If the antecedent and consequent of a ratio are increased by 5 and 6 respectively then the ratio is 5:6. find the original ratio

Answer 1

Answer:

5:6

Step-by-step explanation:

The antecedent and consequent of a ratio are increased by = 5 and 6 (Given)

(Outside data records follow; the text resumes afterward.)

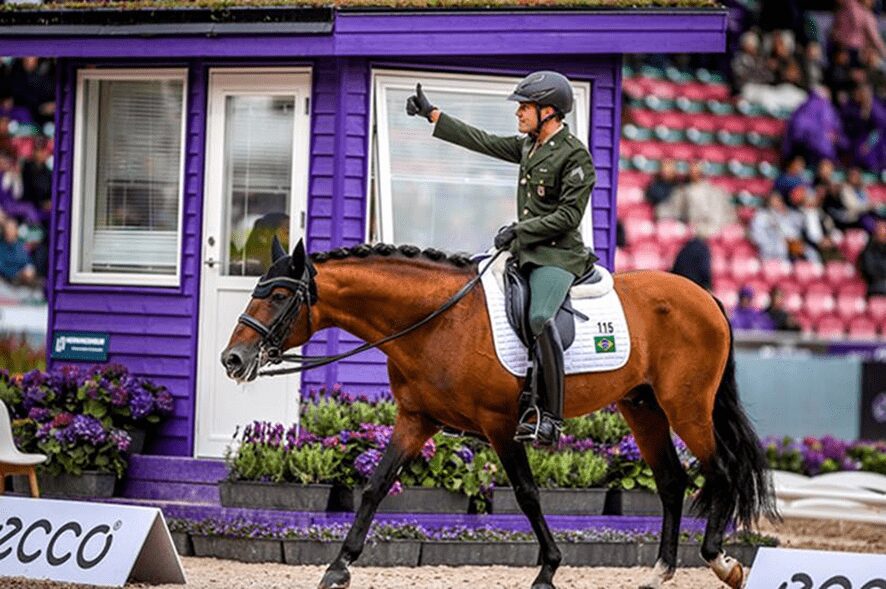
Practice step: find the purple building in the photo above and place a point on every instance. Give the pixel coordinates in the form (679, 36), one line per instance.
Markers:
(185, 139)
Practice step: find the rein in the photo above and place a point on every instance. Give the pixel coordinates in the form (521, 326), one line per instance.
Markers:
(302, 296)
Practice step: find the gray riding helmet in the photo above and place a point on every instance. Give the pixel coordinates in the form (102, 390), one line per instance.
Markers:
(545, 88)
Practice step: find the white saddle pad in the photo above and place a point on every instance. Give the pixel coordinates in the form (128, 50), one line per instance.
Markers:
(602, 343)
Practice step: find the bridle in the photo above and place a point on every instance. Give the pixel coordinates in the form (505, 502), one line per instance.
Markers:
(304, 294)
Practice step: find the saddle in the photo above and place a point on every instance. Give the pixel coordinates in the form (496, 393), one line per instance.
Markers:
(516, 292)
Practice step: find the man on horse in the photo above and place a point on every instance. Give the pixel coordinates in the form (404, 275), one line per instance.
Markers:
(555, 182)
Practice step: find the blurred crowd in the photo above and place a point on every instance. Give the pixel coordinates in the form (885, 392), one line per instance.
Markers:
(27, 110)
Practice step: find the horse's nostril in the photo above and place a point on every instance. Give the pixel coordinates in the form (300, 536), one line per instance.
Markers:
(232, 360)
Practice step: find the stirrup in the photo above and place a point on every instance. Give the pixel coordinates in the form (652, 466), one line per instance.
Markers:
(524, 420)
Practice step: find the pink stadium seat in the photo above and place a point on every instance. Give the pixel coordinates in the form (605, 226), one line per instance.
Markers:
(807, 272)
(774, 271)
(877, 308)
(744, 267)
(849, 306)
(647, 257)
(838, 273)
(637, 230)
(853, 242)
(862, 327)
(623, 261)
(816, 304)
(830, 327)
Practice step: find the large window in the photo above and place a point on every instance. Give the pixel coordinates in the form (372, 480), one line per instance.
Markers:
(126, 222)
(428, 192)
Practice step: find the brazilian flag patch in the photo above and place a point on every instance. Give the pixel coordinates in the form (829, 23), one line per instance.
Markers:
(604, 344)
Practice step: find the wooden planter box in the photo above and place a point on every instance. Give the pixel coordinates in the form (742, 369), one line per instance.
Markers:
(479, 553)
(241, 549)
(283, 496)
(382, 554)
(182, 543)
(554, 501)
(88, 484)
(609, 554)
(424, 500)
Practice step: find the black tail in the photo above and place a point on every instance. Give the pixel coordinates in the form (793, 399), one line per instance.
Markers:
(739, 474)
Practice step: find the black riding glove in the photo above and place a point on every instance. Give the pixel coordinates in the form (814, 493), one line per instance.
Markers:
(505, 236)
(418, 104)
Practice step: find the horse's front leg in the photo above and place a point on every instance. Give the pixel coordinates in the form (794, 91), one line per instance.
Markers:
(411, 431)
(513, 457)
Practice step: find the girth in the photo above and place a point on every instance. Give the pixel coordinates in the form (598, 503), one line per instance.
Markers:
(517, 295)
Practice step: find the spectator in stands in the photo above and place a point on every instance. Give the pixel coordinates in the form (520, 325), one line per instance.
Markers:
(694, 261)
(37, 177)
(792, 176)
(777, 230)
(663, 184)
(814, 131)
(749, 65)
(699, 203)
(864, 119)
(872, 260)
(32, 87)
(747, 316)
(778, 315)
(855, 27)
(15, 263)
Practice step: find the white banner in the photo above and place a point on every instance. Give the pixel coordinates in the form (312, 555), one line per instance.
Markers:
(780, 568)
(80, 542)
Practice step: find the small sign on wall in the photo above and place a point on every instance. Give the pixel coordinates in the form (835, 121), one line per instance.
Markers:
(80, 542)
(780, 568)
(84, 346)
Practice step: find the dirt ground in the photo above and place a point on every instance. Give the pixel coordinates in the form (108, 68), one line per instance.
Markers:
(208, 573)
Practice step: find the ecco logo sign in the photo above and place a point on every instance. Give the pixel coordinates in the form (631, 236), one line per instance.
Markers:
(39, 540)
(81, 542)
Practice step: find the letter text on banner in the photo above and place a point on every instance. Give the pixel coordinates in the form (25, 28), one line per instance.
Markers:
(80, 542)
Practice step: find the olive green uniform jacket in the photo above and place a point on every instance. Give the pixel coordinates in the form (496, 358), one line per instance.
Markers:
(553, 190)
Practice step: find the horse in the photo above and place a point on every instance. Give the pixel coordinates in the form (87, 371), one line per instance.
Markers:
(680, 376)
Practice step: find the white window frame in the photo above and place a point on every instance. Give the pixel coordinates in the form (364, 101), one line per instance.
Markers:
(380, 160)
(85, 165)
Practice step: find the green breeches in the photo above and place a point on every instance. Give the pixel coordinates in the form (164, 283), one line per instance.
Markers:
(548, 287)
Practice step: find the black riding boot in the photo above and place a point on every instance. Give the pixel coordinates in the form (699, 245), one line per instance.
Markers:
(549, 351)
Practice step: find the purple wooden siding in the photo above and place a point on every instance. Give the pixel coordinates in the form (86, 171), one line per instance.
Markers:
(153, 330)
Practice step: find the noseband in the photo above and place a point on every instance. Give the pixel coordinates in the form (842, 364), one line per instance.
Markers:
(274, 335)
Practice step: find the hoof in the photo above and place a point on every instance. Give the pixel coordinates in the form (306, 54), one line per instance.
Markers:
(336, 579)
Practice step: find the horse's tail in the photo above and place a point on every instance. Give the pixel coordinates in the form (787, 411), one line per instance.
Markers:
(739, 472)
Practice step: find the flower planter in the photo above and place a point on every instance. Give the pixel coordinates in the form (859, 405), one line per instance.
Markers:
(609, 554)
(424, 500)
(554, 501)
(88, 484)
(382, 554)
(283, 496)
(241, 549)
(689, 554)
(479, 553)
(182, 543)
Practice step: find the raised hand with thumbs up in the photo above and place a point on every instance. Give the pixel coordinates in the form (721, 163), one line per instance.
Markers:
(418, 104)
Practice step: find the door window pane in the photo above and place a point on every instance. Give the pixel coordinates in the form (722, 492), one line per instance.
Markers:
(131, 176)
(439, 194)
(258, 179)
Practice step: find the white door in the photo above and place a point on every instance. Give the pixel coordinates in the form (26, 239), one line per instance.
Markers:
(257, 142)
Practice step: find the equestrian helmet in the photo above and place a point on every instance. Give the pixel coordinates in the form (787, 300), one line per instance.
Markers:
(545, 88)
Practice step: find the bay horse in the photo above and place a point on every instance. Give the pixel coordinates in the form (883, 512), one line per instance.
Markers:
(680, 376)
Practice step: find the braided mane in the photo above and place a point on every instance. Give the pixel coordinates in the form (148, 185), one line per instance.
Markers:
(364, 250)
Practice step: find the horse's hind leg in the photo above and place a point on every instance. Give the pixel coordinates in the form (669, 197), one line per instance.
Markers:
(653, 434)
(513, 457)
(409, 435)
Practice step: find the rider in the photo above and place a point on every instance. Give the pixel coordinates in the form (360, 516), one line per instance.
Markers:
(555, 183)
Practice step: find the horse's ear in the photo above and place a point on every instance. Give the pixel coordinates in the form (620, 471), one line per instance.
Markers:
(297, 262)
(277, 250)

let’s say that the original ratio is x:y

Thus, according to the equation -

Thus, (x+5)/(y+6) = 5/6

= 6(x+5) = 5(y+6)

= 6x+30 = 5y+30

Thus, will cancel from both the sides - hence -

= 6x = 5y

Then x/y = 5/6

Thus, If the antecedent and consequent of a ratio are increased, then the original ratio will be 5:6

Answer 2

5 : 6  is the  original ratio of the antecedent and consequent. If the antecedent and consequent ratio are increased.

Given :

The antecedent and consequent of a ratio are increased by 5 and 6

The ratio becomes 5 : 6

To find:

The original ratio = ?

Solution :

Let the ratio be x and y

The antecedent and consequent of a ratio are increased by 5 and 6

Hence the ratio becomes x+5 : y+6

Given the ratio becomes 5 : 6

$\frac{x+5}{y+6}=\frac{5}{6}$

6x + 30 = 5y + 30

6x = 5y

$\frac{x}{y}=\frac{5}{6}$

5 : 6 is the original ratio of the antecedent and consequent. If the antecedent and consequent ratio are increased.